Was die Tatsache jener nationalsozialistischen Verbrechen angeht, die in der Ukraine und nicht in Russland verübt wurden, dürfte in der deutschen Öffentlichkeit mittlerweile etwas mehr Klarheit herrschen. Doch die Stätten des „Holocausts durch Kugeln“, der Massenmorde in den ukrainischen „Bloodlands“ (Timothy Snyder), dürften noch weithin terra incognita sein. Die Massaker von Kamjanez-Podilskyj (August 1941), von Berdytschiw (September 1941), von Odessa und Stanislau (Oktober 1941) oder von Simferopol und Drobyzkyj (Dezember 1941) gilt es erst noch, dem Vergessen zu entreißen.

Nach 1945 sind wir im Buch dann schnell beim AKW-Unfall von Tschernobyl (1986) und dann auch schon in den wilden 1990ern. Mysteriöse Autounfälle und ein brutaler Journalistenmord zeugen vom Pfründekampf der alten, russland-orientierten Eliten. Die Kontinuität des ukrainischen Freiheitskampfs muss im Angesicht der aktuellen Kriegsschrecken beschämen. Viel zu lange wurde im Westen nicht gesehen, was doch offensichtlich war.
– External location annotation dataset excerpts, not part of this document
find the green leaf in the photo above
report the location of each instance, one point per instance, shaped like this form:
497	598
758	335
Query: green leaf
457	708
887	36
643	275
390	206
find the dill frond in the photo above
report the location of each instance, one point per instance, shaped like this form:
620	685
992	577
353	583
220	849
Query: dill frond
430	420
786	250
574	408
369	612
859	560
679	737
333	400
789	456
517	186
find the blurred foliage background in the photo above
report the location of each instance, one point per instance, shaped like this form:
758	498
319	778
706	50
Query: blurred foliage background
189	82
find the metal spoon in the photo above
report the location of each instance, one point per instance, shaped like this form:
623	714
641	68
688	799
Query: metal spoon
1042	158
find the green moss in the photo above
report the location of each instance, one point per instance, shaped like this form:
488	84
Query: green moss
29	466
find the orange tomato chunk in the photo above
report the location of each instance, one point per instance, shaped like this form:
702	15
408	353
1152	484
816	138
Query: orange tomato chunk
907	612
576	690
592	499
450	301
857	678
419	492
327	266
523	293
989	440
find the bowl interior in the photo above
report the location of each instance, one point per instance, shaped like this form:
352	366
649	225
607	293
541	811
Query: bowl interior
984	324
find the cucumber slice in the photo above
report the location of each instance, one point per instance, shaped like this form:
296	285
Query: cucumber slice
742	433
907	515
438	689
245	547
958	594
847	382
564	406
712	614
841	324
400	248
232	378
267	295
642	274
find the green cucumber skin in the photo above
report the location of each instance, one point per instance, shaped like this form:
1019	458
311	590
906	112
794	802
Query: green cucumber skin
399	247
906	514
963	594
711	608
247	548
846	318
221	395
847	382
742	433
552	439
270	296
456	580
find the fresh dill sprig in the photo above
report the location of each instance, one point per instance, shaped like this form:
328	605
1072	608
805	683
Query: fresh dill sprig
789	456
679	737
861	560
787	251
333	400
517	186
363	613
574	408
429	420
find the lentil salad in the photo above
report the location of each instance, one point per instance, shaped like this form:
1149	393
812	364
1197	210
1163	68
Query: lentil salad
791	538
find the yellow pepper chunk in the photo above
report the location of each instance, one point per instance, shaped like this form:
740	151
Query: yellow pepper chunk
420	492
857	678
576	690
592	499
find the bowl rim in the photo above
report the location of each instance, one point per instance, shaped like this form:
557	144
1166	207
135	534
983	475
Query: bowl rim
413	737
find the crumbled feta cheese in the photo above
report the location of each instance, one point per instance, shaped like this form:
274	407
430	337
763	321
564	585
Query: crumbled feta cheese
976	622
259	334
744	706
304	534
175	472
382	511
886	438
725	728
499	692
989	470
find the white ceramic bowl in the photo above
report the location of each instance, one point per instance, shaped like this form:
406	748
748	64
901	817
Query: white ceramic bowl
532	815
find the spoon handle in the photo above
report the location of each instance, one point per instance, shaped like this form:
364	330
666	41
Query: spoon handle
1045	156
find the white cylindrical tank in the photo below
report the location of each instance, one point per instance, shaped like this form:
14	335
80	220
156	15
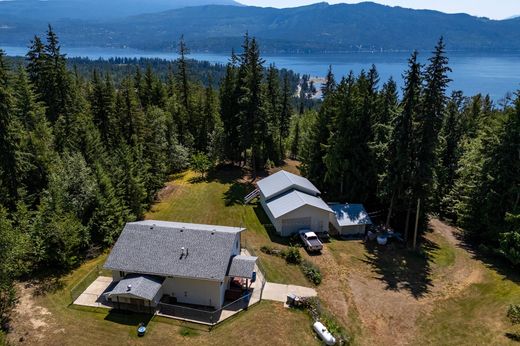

Während manchem Strategen „realistischer“ Provenienz zur Erklärung der russischen Invasion immer nur USA und NATO einfallen, müssen Ukrainer:innen mit ihrer langen Leidensgeschichte nur an das millionenfache Sterben im Holodomor (1932) zurückdenken, um russischer Vernichtungsabsichten gegenüber der eigenen Nation aus einer Zeit gewahr zu werden, in der von USA und NATO noch gar keine Rede war.

Um diesen und andere Sachverhalte aus der ukrainischen Geschichte zu verstehen, hilft der schmale Band von Steffen Dobbert (DIE ZEIT), dem eine breite Leserschaft zu wünschen ist, ungemein.